Le ministre des Affaires étrangères vient, autrement dit, d’appeler la communauté chrétienne de Syrie à se détourner de ce régime, à « s’engager » pour la démocratie, si ce n’est contre Assad. Comme elle l’avait fait en Libye, la France pousse les feux du changement en Syrie mais pourquoi ?

La réponse est dans les deux adjectifs, « inéluctable » et « positif », employés par Alain Juppé. Après un trop long moment de flottement aux tout débuts du printemps arabe, la diplomatie française s’est persuadée qu’une page se tournait dans la Méditerranée musulmane, que le temps des dictatures issues de la décolonisation y était révolu, qu’une nouvelle génération y aspirait résolument à la démocratie et que cette génération prendrait inéluctablement les commandes sitôt que la simple démographie lui aurait donné le pouvoir.

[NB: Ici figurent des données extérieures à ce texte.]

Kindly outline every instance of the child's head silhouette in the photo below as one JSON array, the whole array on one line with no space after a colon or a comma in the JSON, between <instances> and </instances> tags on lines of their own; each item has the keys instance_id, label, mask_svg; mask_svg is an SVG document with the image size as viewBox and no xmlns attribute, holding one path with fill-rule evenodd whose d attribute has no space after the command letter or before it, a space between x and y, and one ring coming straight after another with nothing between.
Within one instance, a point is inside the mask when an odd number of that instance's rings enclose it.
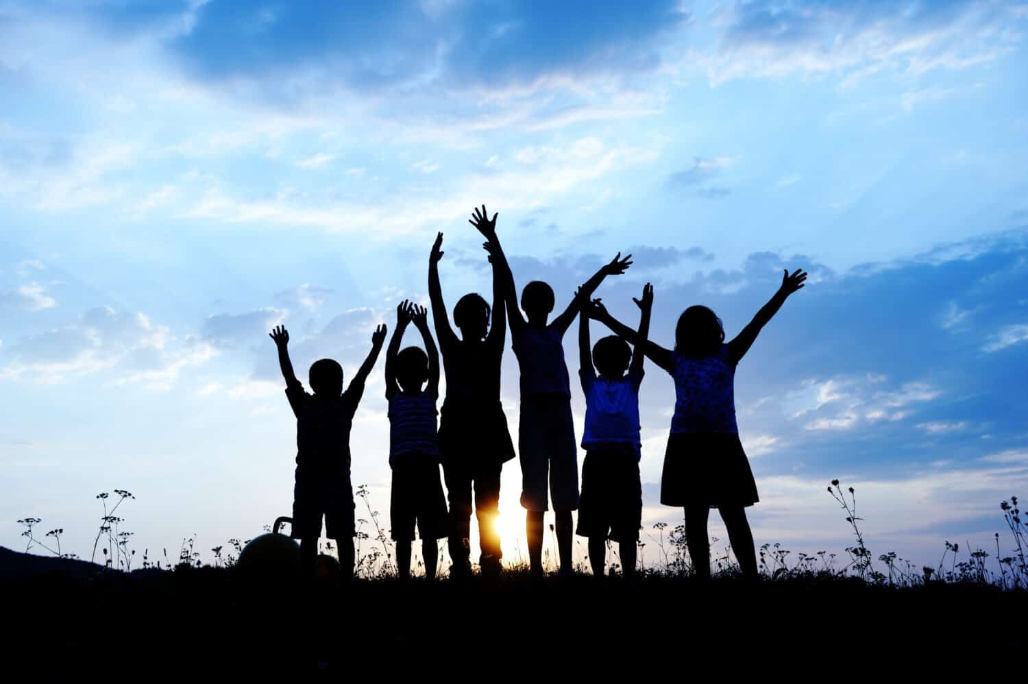
<instances>
[{"instance_id":1,"label":"child's head silhouette","mask_svg":"<svg viewBox=\"0 0 1028 684\"><path fill-rule=\"evenodd\" d=\"M408 394L420 392L429 379L429 356L419 347L407 347L396 355L396 382Z\"/></svg>"},{"instance_id":2,"label":"child's head silhouette","mask_svg":"<svg viewBox=\"0 0 1028 684\"><path fill-rule=\"evenodd\" d=\"M342 366L332 359L310 364L310 389L318 396L333 398L342 394Z\"/></svg>"},{"instance_id":3,"label":"child's head silhouette","mask_svg":"<svg viewBox=\"0 0 1028 684\"><path fill-rule=\"evenodd\" d=\"M674 328L674 351L686 356L713 354L725 341L725 328L718 315L699 304L682 312Z\"/></svg>"},{"instance_id":4,"label":"child's head silhouette","mask_svg":"<svg viewBox=\"0 0 1028 684\"><path fill-rule=\"evenodd\" d=\"M592 362L603 377L609 380L622 377L631 360L631 348L617 335L608 335L593 345Z\"/></svg>"},{"instance_id":5,"label":"child's head silhouette","mask_svg":"<svg viewBox=\"0 0 1028 684\"><path fill-rule=\"evenodd\" d=\"M546 321L553 311L555 298L553 288L543 281L534 280L521 290L521 309L528 315L528 320Z\"/></svg>"},{"instance_id":6,"label":"child's head silhouette","mask_svg":"<svg viewBox=\"0 0 1028 684\"><path fill-rule=\"evenodd\" d=\"M485 339L489 331L489 315L492 308L477 292L461 297L453 307L453 323L461 328L465 340Z\"/></svg>"}]
</instances>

Il ne s’agit plus de se demander si ces révolutions sont à regretter ou pas car la réalité est qu’elles se sont produites et se développent, considère la diplomatie française qui a donc choisi de jouer le long terme. Au-delà des incertitudes de l’instant, elle table sur une évolution turque des islamistes à l’épreuve du pouvoir, sur la marginalisation des djihadistes et sur un vrai rapprochement, surtout, entre l’Europe et le monde arabe qui passe par un soutien à sa quête de liberté et permettra, un jour, la création de cette vaste zone de coopération économique à laquelle les deux rives de la Méditerranée auraient un intérêt commun. Or cette vision, tous les partis français la partagent à l’exception du Front national. Ce n’est pas la majorité sortante mais la France qu’Alain Juppé exprime là et c’est ce qui explique sa détermination.